The IRS also introduced testimony from previous court proceedings in which lawyers told Sam and Charles Wyly two decades ago that they could “litigate for years and settle for pennies on the dollar” if the government ever challenged the legality of the offshore trusts the Wylys created in the Isle on Man.
The evidence was introduced in the billion-dollar bankruptcy trial of Sam Wyly and his sister-in-law Dee Wyly, which is in its second week in U.S. Bankruptcy Court in Dallas.
Assistant U.S. Attorney Holly Church started her cross-examination of Sam Wyly on Monday by reminding the witness that he testified last week how much he loves America and even cited the Boy Scout oath and its loyalty pledge to the country.
“Isn’t it true that you considered renouncing your citizenship?” Church asked.
“That’s not true,” Wyly responded.
Church then introduced into evidence emails and memos between the Wylys’ office manager and the family’s business lawyers in February 2004.
“Sam really wants us to explore what happens if he is not a U.S. citizen,” Keeley Hennington, manager of the Wyly family office, wrote in an email to lawyers.
The next day, the lawyers sent the Wylys a memo stating that the IRS would view attempts by Wyly to expatriate as an effort to avoid taxes.
Sam and Dee Wyly, Charles’ widow, filed for bankruptcy in 2014 after a New York judge hit the Wylys with a $299 million judgment for federal securities violations involving offshore trusts the family created in the 1990s in the Isle of Man.
In April, the IRS accused the Wylys of tax evasion and fraud. The agency seeks $1.4 billion in back taxes, fees and penalties from Sam Wyly and $800 million from Dee Wyly.
The IRS claims that the Wylys set up a series of offshore trusts in the Isle of Man in order to hide income from being taxed, while still using the money in the trusts to fund their lavish lifestyle.
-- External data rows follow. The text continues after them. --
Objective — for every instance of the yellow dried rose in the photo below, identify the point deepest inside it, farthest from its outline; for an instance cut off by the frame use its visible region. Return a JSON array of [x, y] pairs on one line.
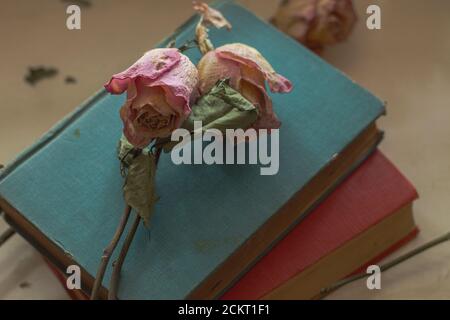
[[316, 23]]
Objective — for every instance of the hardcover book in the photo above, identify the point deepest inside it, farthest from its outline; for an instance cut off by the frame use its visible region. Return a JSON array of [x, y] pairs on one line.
[[212, 222], [367, 217]]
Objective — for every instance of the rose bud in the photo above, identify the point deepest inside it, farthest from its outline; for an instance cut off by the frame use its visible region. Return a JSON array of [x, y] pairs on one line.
[[160, 87], [248, 71], [316, 23]]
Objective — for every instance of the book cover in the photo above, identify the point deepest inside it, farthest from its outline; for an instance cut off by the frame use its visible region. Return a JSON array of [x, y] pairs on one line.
[[68, 184], [369, 195]]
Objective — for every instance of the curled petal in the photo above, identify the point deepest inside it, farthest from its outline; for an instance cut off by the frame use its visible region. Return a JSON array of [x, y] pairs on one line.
[[251, 57], [149, 67]]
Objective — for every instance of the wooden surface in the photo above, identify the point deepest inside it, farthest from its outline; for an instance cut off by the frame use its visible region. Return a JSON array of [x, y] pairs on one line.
[[406, 63]]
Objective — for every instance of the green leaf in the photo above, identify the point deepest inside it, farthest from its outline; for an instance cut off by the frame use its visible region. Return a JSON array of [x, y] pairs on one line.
[[139, 188], [222, 108], [125, 153]]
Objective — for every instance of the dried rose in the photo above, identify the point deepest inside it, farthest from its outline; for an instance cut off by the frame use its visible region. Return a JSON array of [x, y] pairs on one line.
[[316, 23], [160, 87], [248, 71]]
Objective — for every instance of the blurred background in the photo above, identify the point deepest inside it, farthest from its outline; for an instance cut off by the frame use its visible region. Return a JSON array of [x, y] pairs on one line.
[[406, 63]]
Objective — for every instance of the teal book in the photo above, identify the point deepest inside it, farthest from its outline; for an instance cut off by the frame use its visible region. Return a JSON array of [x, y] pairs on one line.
[[212, 222]]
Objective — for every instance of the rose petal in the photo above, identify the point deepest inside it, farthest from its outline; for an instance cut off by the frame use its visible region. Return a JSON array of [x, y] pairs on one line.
[[249, 56], [149, 67]]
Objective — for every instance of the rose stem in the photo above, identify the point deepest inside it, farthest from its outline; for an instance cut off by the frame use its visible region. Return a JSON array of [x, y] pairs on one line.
[[426, 246], [108, 252], [117, 265]]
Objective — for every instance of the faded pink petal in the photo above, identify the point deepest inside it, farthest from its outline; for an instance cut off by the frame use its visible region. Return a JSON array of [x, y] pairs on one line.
[[160, 89], [149, 67], [316, 23], [248, 71]]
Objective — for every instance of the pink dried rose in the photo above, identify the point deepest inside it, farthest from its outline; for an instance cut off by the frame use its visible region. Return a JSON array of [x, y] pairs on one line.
[[248, 71], [316, 23], [160, 88]]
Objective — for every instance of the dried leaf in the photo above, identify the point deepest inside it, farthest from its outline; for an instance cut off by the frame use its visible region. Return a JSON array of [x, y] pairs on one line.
[[139, 188], [222, 108]]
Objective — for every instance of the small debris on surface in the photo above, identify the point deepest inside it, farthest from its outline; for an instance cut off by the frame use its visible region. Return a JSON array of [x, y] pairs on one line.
[[82, 3], [24, 285], [77, 133], [36, 74], [70, 80]]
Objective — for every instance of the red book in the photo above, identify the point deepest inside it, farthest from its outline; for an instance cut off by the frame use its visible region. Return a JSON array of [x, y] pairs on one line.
[[368, 216]]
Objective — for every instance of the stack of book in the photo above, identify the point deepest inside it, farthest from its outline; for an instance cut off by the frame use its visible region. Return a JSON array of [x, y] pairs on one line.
[[336, 204]]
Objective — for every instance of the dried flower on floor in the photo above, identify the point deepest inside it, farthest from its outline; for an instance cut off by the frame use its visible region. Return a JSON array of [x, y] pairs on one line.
[[316, 23]]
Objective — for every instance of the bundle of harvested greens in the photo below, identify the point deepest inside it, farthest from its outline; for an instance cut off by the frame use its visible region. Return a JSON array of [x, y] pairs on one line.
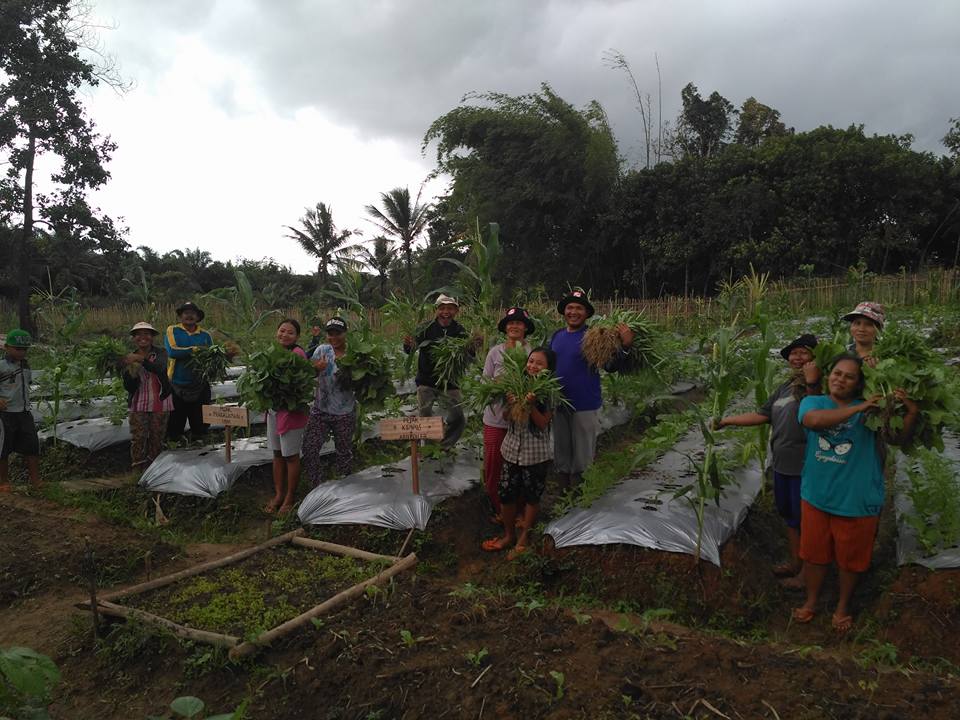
[[904, 360], [365, 369], [451, 356], [601, 342], [210, 363], [105, 355], [277, 379], [515, 382]]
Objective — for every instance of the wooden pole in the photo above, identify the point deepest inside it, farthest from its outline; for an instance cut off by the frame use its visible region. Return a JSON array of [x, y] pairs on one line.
[[227, 641], [197, 569], [342, 550], [415, 465], [248, 648]]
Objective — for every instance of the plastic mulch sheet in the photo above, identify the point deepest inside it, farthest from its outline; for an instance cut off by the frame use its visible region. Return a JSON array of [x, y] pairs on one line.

The government claims that the trusts were sham operations that purchased multimillion-dollar houses, $700,000 pieces of jewelry and artwork any time the Wyly family demanded it.
U.S. Bankruptcy Chief Judge Barbara Houser is allowing Sam Wyly to limit his testimony to 90 minutes each morning because of health issues that cause him to lose energy quickly.
Sam Wyly, who testified for an hour and 45 minutes Monday, will take the witness stand again Tuesday.
Church, who represents the IRS in the proceedings, also introduced documents from 1991 and 1992 in which Wylys’ lawyers advised the Wylys that they could use the legal system to thwart government efforts.
“If the IRS ever challenged your use of offshore trusts, you could litigate for years and settle for pennies on the dollar,” former Dallas lawyer Michael French told the Wylys.
At another time, French told the Wylys, “the worst thing that can happen” is that they would have to pay the original tax amounts that the Wylys owed.
In separate testimony Monday, Evan Wyly, Sam Wyly’s son, testified about a dozen meetings the Wylys had with their lawyers. Evan Wyly testified that his father always followed the advice of his lawyers.